At that moment I realized this was not just a routine raid or operation. Then I remembered the warning of my friend Khaled back in Jerusalem. He was all too accurate in assessing the risk I was taking in my search for the Black Panthers.

While I was disappointed that my planned meeting had not materialized, there was also some relief that the masked men—the men I so wanted to meet—were not actually present when the soldiers appeared. A firefight would almost certainly have ensured with me in the middle. The encounter with Duv Devan did not last more than twenty or twenty-five minutes. Soon after my interrogation, the commander went out to his jeep and telephoned his headquarters. Seconds later without a backward glance he and his men left in a cloud of dust.

By now it was obvious that any hoped-for meeting with the Panthers would not take place. As we drove from the village to Jenin town centre, Samir asked, ‘Do you realize that the Panthers were in the house next to us? They were lucky they did not show themselves earlier, or they would have been killed and we might have died as well.

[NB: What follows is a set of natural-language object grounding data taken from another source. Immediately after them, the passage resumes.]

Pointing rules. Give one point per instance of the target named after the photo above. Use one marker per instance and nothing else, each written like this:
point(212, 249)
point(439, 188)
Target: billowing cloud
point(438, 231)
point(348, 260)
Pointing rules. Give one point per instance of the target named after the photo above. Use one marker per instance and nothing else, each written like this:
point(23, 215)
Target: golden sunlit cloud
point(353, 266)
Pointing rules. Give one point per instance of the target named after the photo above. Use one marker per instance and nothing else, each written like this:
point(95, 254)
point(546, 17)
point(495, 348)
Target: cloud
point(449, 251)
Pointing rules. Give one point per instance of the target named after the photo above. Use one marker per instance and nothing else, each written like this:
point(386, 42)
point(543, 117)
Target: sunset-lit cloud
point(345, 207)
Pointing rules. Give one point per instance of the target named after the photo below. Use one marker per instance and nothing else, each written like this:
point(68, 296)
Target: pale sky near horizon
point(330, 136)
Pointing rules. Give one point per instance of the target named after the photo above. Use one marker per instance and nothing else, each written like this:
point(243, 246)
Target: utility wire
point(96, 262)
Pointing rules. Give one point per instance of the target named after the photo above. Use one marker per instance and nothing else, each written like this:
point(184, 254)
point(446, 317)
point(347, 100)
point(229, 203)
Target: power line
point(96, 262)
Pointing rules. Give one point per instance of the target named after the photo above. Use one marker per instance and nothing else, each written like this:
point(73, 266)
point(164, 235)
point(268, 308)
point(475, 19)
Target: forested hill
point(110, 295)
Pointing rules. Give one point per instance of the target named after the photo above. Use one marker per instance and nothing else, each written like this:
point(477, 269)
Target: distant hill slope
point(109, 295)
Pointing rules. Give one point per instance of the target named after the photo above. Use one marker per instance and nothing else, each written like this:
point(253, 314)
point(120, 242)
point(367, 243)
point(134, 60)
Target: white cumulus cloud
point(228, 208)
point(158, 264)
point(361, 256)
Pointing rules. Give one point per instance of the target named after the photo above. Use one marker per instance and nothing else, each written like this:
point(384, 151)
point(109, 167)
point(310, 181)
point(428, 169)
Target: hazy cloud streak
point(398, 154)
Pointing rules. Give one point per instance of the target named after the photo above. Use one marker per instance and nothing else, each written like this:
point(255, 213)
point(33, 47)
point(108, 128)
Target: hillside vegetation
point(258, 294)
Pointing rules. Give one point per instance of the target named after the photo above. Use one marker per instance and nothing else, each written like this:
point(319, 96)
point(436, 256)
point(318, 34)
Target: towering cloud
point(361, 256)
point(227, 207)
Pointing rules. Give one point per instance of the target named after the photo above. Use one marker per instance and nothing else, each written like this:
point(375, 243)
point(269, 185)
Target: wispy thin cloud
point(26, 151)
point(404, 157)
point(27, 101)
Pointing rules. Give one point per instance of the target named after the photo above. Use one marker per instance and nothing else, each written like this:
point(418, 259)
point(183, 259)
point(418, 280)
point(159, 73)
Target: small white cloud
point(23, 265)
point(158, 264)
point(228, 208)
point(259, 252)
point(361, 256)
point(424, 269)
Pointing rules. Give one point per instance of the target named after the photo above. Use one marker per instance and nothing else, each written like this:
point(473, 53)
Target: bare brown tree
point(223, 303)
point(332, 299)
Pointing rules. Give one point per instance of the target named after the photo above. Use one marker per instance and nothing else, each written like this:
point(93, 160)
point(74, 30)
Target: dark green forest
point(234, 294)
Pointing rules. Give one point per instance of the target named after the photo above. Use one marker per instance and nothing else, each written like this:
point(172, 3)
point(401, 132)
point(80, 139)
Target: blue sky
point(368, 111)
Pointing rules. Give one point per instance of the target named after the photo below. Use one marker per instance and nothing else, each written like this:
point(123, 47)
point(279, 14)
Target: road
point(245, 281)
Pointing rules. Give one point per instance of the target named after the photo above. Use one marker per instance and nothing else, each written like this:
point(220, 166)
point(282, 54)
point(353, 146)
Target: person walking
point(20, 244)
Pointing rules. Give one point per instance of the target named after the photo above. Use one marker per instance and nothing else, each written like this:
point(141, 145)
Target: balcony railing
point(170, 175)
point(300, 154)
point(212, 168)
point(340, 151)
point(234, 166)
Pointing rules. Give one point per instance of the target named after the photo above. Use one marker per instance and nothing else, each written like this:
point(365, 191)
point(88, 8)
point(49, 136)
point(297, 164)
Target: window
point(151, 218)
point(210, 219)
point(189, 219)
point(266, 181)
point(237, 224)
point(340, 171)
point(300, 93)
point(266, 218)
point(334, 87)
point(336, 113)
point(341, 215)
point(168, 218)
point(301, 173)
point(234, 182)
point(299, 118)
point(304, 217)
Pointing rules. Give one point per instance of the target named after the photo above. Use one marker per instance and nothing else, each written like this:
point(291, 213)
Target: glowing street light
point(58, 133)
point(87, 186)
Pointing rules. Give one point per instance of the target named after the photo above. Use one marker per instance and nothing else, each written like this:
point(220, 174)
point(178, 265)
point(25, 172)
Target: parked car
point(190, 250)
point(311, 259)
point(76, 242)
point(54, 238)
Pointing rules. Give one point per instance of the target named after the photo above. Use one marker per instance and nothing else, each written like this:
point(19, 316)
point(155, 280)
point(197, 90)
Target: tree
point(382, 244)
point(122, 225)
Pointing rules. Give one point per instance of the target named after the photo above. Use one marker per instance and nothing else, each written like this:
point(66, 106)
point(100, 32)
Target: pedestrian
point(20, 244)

But don’t worry, if we come back in a few days, I will arrange another meeting.’

One week later I finally managed to interview two Black Panther ‘commanders’ Ahmed Daka, nicknamed El Kikh, and his deputy, Amin Rahhal. Both in their mid-twenties and reasonably well educated, they met me in the village of Arr Rabeh, a ten-minute drive from Kufr Rai. This time there was no Israeli army patrol to interrupt us. Throughout my thirty-minute interview we were surrounded by their helpers who kept a constant and nervous look out for any hostile forces nearby.

During our meeting I could not help remembering what had happened a week earlier. It was a dangerous time—yet again—but I was determined not to let this opportunity of an exclusive with the Black Panthers slip by.

Not all my journalist colleagues were as fortunate. The Black Panthers were elusive and mistrusting. Many promised interviews with the foreign media simply failed to materialize. As for Daka and Rahhal, they were ambushed and killed a year later in 1992.